Information regarding Smith's FMLA case is found in an attachment to Smith's complaint labeled H9. H9 is a letter from Dr. Susan M.G. Bell, LCMHC, NCC, Ph.D.-NCCA, stating that Smith has sessions with Dr. Bell to manage his panic attacks and severe anxiety due to the harassment and hostility he allegedly faces at work.

Most-but not all-of these allegations were included in Smith's Equal Employment Opportunity (“EEO”) complaints. (See ECF Nos. 9-1, 9-2, 9-3, 9-4.)

In his motion to dismiss, DeJoy appropriately organizes Smith's 12 incidents according to his three formal EEO complaints and one informal EEO complaint. (Def.'s Br. Supp. Mot. Dismiss [hereinafter “Def.'s Br.”] at 4 [ECF No. 9].) The formal complaints are identified as: (1) Case Number 4C-250-0056-19,which comprises Allegations 1 and 2 (“Case No. 19”); (2) Case Number 4C-250-0042-20, which comprises Allegation 3 (“Case No. 20”); and (3) Case Number 4B-230-0150-21, which comprises Allegations 4-7 (“Case No. 21”). The informal complaint is identified as Case Number 4B-230-0178-22, which encompasses Allegations 10- 12 (“Informal Complaint”). (Id.) In his motion, DeJoy includes Allegations 8 and 9 in his discussion of the Informal Complaint, but besides that one categorization, he does not discuss those allegations again. (See id. at 14) On the record before the court, it does not appear that Smith raised Allegation 8 or 9 in any EEO complaint, including the Informal Complaint.

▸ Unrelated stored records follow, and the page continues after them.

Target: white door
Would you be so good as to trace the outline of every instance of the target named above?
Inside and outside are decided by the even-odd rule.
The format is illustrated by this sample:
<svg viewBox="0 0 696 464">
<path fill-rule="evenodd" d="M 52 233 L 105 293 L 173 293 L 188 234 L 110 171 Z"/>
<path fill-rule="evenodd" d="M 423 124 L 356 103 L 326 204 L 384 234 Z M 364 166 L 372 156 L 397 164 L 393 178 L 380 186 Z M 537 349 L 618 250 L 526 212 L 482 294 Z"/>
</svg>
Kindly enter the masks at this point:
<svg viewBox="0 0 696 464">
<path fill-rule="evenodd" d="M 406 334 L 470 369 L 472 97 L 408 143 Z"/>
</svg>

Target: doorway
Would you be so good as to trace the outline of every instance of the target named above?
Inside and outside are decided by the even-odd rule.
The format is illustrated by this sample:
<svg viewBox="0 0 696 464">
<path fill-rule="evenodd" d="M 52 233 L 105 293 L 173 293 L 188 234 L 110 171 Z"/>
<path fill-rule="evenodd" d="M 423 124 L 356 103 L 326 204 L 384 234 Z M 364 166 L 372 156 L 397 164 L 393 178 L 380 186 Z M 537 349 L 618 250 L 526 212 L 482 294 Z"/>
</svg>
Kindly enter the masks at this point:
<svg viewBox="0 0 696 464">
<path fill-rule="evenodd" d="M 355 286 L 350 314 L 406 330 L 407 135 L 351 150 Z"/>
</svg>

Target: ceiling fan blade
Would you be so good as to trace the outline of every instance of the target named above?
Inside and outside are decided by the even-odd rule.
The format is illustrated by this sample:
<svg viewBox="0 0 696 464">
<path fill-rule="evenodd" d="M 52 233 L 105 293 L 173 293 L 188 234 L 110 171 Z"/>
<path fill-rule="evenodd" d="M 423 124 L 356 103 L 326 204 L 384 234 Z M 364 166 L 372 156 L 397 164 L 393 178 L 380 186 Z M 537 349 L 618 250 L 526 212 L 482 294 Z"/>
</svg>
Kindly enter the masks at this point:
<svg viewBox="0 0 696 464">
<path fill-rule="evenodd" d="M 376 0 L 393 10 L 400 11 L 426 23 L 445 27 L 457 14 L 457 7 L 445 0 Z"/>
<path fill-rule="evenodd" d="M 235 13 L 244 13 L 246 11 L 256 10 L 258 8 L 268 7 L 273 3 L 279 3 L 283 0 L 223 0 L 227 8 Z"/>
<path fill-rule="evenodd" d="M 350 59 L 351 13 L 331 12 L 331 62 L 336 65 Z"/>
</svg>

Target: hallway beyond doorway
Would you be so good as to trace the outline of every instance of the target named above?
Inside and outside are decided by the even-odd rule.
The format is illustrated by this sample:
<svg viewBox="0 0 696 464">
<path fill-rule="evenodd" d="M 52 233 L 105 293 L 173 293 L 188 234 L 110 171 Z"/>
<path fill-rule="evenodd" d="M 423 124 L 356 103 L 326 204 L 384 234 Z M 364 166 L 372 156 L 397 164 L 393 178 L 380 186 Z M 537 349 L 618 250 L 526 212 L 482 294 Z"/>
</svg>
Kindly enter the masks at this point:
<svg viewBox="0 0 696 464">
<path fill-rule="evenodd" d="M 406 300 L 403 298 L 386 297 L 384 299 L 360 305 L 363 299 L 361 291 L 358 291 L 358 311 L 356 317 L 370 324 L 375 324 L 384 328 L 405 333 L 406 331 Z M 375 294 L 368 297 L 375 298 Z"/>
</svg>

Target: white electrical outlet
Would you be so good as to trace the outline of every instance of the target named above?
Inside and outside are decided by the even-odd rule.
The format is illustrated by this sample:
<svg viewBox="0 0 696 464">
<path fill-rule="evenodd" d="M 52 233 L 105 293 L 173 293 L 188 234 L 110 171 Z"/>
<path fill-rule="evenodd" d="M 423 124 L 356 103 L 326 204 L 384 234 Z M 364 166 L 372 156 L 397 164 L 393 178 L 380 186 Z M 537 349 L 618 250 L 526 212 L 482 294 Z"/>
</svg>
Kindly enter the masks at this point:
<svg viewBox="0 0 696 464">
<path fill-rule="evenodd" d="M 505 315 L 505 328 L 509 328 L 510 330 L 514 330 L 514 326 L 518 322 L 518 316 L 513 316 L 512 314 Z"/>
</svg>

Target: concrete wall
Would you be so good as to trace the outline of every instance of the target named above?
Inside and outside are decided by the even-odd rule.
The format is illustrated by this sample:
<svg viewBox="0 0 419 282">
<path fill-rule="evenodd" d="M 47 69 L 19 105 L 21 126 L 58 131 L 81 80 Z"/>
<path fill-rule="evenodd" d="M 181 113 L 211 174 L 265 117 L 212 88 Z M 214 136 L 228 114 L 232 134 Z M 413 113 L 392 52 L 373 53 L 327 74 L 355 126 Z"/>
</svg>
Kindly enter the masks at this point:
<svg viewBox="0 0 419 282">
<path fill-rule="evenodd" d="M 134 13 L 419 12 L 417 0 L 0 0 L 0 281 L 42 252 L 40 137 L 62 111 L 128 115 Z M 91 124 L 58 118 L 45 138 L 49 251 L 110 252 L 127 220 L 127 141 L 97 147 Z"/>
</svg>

Case No. 19 was filed on October 17, 2019. (Def.'s Br. Ex. A [ECF No. 9-1].) In his formal complaint, Smith discusses an uncomfortable conversation he had with Hodges regarding race, sunscreen, and head coverings; being placed on the work schedule even after he was approved for leave a month in advance; and an allegedly humiliating conversation regarding that leave and being able to pick up his daughters. (Id. at 4-7) Smith believes that racial discrimination was Hodges's underlying motivation for making those comments. (Id. at 7) An EEOC Administrative Judge (“AJ”) determined that “the record evidence [did] not support a finding of discrimination.” (Def.'s Br. Ex. F at 3 [ECF No. 9-6].) Smith appealed the EEOC's initial decision, but the final decision affirmed the AJ. The EEOC issued its final decision, and included a notice of the right to file civil action, on February 3, 2022. (Def.'s Br. Ex. G [ECF No. 9-7].)

Smith filed Case No. 20 on August 17, 2020. (Def.'s Br. Ex. B [ECF No. 9-2].) In that formal complaint, Smith states that he learned he was being harassed for being black, that Hodges was upset Smith filed a complaint and was trying to get the other supervisors to “go on a witch hunt,” that Gladden heard Hodges refer to African Americans as “monkeys,” and that he was told he would be suspended because he did not want to share information that he believed to be protected by HIPAA. (Id. at 5-6.) Smith also discussed the need to seek professional help for depression, anxiety, and headaches that he claims are the result of the hostile work environment. (Id. at 6.) An EEOC AJ granted summary judgment to the USPS on September 19, 2022, and that decision was implemented by the USPS on October 6. (Def.'s Br. Ex. H [ECF No. 9-8].) It does not appear that Smith appealed the AJ's decision.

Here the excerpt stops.